Sinalizar que se pretende, em última instância, expropriar por via fiscal as poupanças acumuladas pelas famílias (sejam sob a forma de depósitos bancários, casas ou outras) não é apenas economicamente irracional e financeiramente suicidário para o Estado português na situação actual. É também sintomático do movimento de radicalização da esquerda que a “geringonça” colocou em marcha. Já não se trata “apenas” de uma questão de maximizar o saque fiscal no contexto de uma economia de mercado com pesada intervenção do Estado. Com a “geringonça” a discussão está gradualmente a mover-se para campos progressivamente mais radicais: trata-se agora de colocar na ordem do dia da governação as ambições revolucionárias de longa data da extrema-esquerda.
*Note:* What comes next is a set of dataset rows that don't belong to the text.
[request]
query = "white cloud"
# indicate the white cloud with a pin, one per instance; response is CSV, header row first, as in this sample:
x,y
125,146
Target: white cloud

Em 2009, o socialista João Galamba ainda se demarcava claramente das ideias, propostas e métodos da extrema-esquerda: “É uma fantasia achar que se resolve o problema da pobreza e das desigualdades criando um escalão de 45% de IRS e um imposto sobre as grandes fortunas. Os nossos problemas também não se resolvem nacionalizando a banca, os seguros e o sector energético — e muitos menos se resolvem introduzindo mecanismos de controlo administrativo e burocrático dos juros. Em tudo o que cheire a economia a solução do BE é sempre a mesma: estatismo e penalização da iniciativa privada.”

Em 2016, o primeiro-ministro António Costa já não tem qualquer pudor – Mariana Mortágua certamente terá aplaudido a falta de vergonha – em descrever o seu modelo de sociedade usando deliberadamente terminologia marxista e o PS parece estar num processo de bloquização acelerada. Pelo caminho, o PS atira para o caixote do lixo o seu próprio legado na construção do actual regime democrático contra a mesma extrema-esquerda revolucionária de que passou a depender para se manter no poder. Um caminho que pode arrastar Portugal para um desfecho bem mais grave do que um segundo resgate.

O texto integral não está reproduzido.